Machine learning is driving discovery across the sciences. Its powerful pattern finding and prediction tools are helping researchers in all fields — from finding new ways to make molecules and spotting subtle signals in assays, to improving medical diagnoses and revealing fundamental particles.
Yet, machine-learning tools can also turn up fool’s gold — false positives, blind alleys and mistakes. Many of the algorithms are so complicated that it is impossible to inspect all the parameters or to reason about exactly how the inputs have been manipulated. As these algorithms begin to be applied ever more widely, risks of misinterpretations, erroneous conclusions and wasted scientific effort will spiral.
These problems are not new. The machine-learning field has chastened itself for decades with the ‘tank problem’. The original study seems to have arisen in the 1960s (ref. 1 is the earliest plausible reference known for this study; with thanks to software engineer Jeff Kaufman) and is obscured by the mists of time, but the story goes like this. Researchers wrote an algorithm to spot tanks in photographs provided by the military. The model found the tanks successfully in test images. But it failed later with future real photos in the field. Why? The details vary in the retelling, but the pictures it was trained on contained other patterns — tanks emerging in the morning light, or under clouds. So, it was other factors such as these that drove the algorithm, not the presence of tanks.
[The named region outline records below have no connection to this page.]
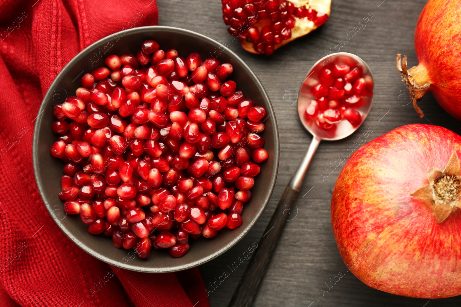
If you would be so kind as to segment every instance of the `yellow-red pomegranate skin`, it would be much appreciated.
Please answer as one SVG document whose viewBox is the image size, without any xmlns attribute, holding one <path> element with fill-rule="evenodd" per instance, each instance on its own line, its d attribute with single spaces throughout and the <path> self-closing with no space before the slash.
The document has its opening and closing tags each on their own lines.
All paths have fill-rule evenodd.
<svg viewBox="0 0 461 307">
<path fill-rule="evenodd" d="M 437 101 L 461 120 L 461 1 L 430 0 L 420 15 L 415 48 L 420 64 L 410 70 L 420 85 L 431 84 Z"/>
<path fill-rule="evenodd" d="M 439 223 L 410 196 L 454 151 L 461 156 L 461 136 L 452 131 L 408 125 L 364 145 L 345 165 L 331 199 L 333 232 L 348 268 L 368 286 L 412 297 L 461 294 L 461 210 Z"/>
</svg>

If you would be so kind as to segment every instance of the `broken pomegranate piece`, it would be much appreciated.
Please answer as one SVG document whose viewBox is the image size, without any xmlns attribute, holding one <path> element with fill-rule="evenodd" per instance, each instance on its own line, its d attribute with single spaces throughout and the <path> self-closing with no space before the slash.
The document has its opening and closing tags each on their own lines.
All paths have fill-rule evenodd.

Similar confusions are causing soul-searching today2. Many machine-learning papers fail to perform an adequate set of experiments. Standards for review are inconsistent. And competition is encouraging some researchers to cut corners and skip checks once they think they have the answer they want.
We cannot predict all the difficulties that will arise with each analysis. But, as a minimum, researchers bringing machine learning to their fields should familiarize themselves with the common pitfalls and the practices they can use to detect and avoid them.
To illustrate, I highlight three problems in machine-learning analyses that we have faced and overcome in the Google Accelerated Science team.
Splitting data inappropriately. When building models, machine-learning practitioners typically break data into training and test sets. The training set teaches the model, and the model’s performance is evaluated by how well it describes the test set. Researchers typically split the data at random. But data in real life are rarely random. They might contain trends in time — such as from changes in the way the data were gathered, or from varying choices over what information to collect.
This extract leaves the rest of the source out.